I seem to recall reading that a ‘rail-enthusiast photographer’ had spotted a smoking car coming off Donner Summit but, of course, had no method of alerting anyone. By the time the car(s) got into Roseville Yard the conflagration was already well advanced. As I recall it was overheated brakes that set the wood flooring on fire.
A means of continuously monitoring the bearing would be much better than any wayside detector. The acoustic emissions would normally start showing up some time before the bearing failed.
Balt did answer the question in that the “proprietary data” is covered by an NDA or equivalent. Getting the thresholds right can be a competitive advantage.
With half a million or more cars in transit around the country on the multiplicity of carriers - how are your continuously sensoring cars reporting the incipent failure and to whom?
One answer: an on-car processor reads data from the eight bearings ( and reflected shock from the wheels), stores and holds samples for comparison, and runs a small RTOS expert system looking at changes in waveform and intensity.
Some of these samples are downloaded at each wayside location, where they can be further processed and analyzed as desired. The information can be reasonably summarized in comparatively little bandwidth and kept in data structures in a ‘digital twin’ of the car maintained in the cloud. Since most of the criticality of data is only there when the car is moving, the updates are timely every few miles, and the forwarding and formatting does not imply excessively great bandwidth.
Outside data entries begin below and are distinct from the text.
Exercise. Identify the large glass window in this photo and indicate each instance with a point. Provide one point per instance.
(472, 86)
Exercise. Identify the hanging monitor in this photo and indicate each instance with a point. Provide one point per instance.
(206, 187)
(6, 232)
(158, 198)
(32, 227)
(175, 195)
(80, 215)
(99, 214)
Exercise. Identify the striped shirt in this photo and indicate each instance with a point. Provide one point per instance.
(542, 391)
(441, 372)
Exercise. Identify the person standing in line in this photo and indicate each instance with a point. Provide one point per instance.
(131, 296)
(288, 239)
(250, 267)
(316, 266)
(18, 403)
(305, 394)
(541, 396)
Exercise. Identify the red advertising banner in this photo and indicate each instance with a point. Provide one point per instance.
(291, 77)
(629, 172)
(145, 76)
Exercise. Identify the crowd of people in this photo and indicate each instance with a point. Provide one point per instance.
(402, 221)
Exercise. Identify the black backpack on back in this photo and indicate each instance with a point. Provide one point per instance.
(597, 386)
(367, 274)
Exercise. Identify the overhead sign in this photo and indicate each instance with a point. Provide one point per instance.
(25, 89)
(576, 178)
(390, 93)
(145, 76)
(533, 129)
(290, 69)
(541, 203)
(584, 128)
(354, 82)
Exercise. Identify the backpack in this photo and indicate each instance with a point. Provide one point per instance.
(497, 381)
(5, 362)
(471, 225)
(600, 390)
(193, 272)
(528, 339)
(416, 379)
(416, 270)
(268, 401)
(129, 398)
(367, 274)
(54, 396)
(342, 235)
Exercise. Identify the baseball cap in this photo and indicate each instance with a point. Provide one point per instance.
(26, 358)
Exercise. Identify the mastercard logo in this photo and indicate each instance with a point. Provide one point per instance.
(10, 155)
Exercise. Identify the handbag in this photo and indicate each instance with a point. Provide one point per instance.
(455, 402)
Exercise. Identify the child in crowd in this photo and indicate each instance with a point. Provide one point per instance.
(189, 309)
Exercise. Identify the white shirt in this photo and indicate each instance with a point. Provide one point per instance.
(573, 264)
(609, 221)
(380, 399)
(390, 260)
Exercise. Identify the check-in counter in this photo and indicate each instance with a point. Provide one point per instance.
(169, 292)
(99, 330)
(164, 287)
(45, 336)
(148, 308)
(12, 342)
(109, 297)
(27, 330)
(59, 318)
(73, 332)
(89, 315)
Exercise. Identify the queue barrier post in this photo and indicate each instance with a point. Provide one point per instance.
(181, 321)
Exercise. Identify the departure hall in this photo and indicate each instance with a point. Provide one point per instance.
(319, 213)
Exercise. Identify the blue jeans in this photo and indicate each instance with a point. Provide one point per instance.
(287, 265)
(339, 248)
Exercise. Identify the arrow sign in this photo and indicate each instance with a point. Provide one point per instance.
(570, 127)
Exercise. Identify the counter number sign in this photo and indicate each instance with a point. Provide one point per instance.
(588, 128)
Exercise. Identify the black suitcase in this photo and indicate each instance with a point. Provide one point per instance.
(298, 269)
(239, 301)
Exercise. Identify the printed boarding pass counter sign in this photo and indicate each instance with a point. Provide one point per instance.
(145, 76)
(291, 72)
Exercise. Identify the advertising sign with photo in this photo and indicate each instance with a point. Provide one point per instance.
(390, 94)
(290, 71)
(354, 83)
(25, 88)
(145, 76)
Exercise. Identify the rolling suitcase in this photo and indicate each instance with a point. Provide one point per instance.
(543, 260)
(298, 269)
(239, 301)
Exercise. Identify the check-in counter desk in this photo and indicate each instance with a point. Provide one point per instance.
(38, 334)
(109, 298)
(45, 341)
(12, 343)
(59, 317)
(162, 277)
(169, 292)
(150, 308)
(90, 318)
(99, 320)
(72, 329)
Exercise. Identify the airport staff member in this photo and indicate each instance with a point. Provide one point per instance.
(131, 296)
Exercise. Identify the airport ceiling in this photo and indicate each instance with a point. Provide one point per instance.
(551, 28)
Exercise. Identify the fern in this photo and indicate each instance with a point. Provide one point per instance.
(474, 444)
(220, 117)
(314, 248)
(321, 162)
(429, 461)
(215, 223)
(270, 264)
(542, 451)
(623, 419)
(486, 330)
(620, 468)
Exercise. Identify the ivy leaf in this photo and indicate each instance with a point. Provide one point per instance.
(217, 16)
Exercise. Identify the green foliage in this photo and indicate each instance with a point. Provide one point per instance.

For emergency critical detection, as in unanticipated spalling of journal, roller, or race, or a broken wheel or axle, the car would be equipped with some emergency means of radio transmission, perhaps like a small ELT. This would transmit a warning detectable to PTC on the train, and to any part of the PTC ‘fabric’ connected to the train – and it would give customized and accurate advice for the ‘safest’ actions to stop the car for its position in the train, loaded state, proximity to PIH, etc.
As WH pointed out, while the recording/analysis of the acoustic emission sensors would be done continuously, the data would usually be transmitted in bursts. Ideally the car computer would only have to report “all good” when nothing was detected. In case an emission was detected, the software would analyze the signal(s) to report the level of the problem as is done WILD sensors. Courses of action would run from getting the bearing checked when convenient to halting the train and setting the car out. The main application for these sensors is on cars carrying hazmat, where a derailment would have severe consequences.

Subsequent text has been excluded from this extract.